Chhitup Lama is visually impaired. But that has not stopped him from starting and running mobile schools and a rehabilitation center for children with disabilities in the Nepalese mountains. He has just received a national award for his contribution in inclusive education for children with disabilities in remote mountain districts of Nepal.

A child’s upbringing can characterize them throughout their life. It is common psychological knowledge. But it is perhaps less well known that challenges in childhood can also motivate a person to find solutions.

This is nonetheless the case with the Chhitup Lama, who today heads the Himalayan Education and Development (HEAD), with whom Mission East collaborates in Nepal’s remote Humla district. The organization helps children with disabilities to be included in the mainstream school system.

Chhitup Lama has just received the prestigious “Citizen Hero Award” in Nepal for his great efforts to include children and people with disabilities in school and community. The award was presented on Democracy Day on April 24, 2022.

– I am very happy with the prize, even though it is not prizes I work for. But nice to be recognized for my work nationwide, he says on a Teams connection to HEAD’s headquarters in Humla.

The children learn to participate in life

Over the past 10 years, more than 600 children and their parents have undergone a 6-month inclusion process through so-called mobile schools. Here, teachers travel to remote villages and find children with disabilities, teach parents to support them and teach the children very basic life skills. Visually impaired learn braille, hearing impaired learn sign language, etc.

– Children with mild disabilities are then included in the regular village school, while children with more severe disabilities are offered to come to our rehabilitation center in Simikot, says Chhitup Lama.

There are 45 students attending the center. 18 students have finished school and are now in full swing with their youth education in college.

Unreachable and inaccessible

– The work with the inclusion of children with various disabilities has roots in my own situation, says Chhitup Lama.

He himself was born with a visual impairment and has therefore experienced challenges with inclusion in his own life. Not only the physical and geographical challenges of walking on narrow paths, over rivers and up and down mountains. But also social barriers, such as school teachers not being able to support students like Chhitup.

– When I went to school in the 1990s, the schools were inaccessible to children with disabilities. And the community I grew up in did not provide any kind of support, he says.

Were not allowed to participate in sports

Against all odds, however, he managed to complete schooling to 10th grade with the support of his parents. But it was not easy:

– I had a hard time and felt lonely. I can not remember anything from the math classes at all. The teachers had no idea how to teach. But in the other subjects it went fairly well, because then I could listen to the content. And back then I had a sharp memory!

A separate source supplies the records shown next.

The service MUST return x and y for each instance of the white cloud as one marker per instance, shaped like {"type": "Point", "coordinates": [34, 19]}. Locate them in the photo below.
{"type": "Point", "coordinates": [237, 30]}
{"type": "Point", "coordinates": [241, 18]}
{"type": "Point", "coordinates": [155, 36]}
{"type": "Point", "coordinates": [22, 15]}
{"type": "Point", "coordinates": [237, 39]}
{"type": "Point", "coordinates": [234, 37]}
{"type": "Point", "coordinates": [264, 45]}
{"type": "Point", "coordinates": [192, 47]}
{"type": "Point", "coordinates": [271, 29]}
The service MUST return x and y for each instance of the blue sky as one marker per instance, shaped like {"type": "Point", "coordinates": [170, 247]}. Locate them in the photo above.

– I could not read or note down the exciting things the teachers were talking about. And when I wanted to play football, volleyball, table tennis, etc., I was not allowed to participate: neither by the coaches nor the other children. So when evening came and darkness fell, I felt really sad.

Punctures myth of curse

As if that were not enough, Chhitup and his parents had to fight against cultural barriers in society such as being devalued, discriminated against and ostracized simply because one has a disability.

– The population is characterized by a mindset that says that a disability is due to a curse. And the curse is due to a sin that has been committed in a previous life. They also believe that if you are born with a disability, you cannot accomplish anything.

– That setting must be changed, Chhitup points out emphatically.

Would give kids a chance

After a break of two years after secondary school, he traveled to the capital Kathmandu to study and ended up taking a master’s in English literature. At the same time, he met organizations working with the inclusion of children with disabilities. And it inspired him. He learned first time Braille in Nepal Association of the Blind and just after one month he started teaching children with visual impairment with Braille and orientation and Mobility skills.

– I chose to travel back to my home area in the Humla district in 2011 and start a job that gives children with disabilities a chance to get to school, educate themselves and work.

All children must be included

The rest is history. Today, the Chhitup Lama is the executive director of HEAD, which helps hundreds of children with disabilities to dignity.

– We also teach school teachers how to include children with disabilities in teaching and how to make the premises more accessible. All of these initiatives must ensure that integration is successful, so that all children, regardless of disability, are included in mainstream schooling, Chhitup Lama concludes.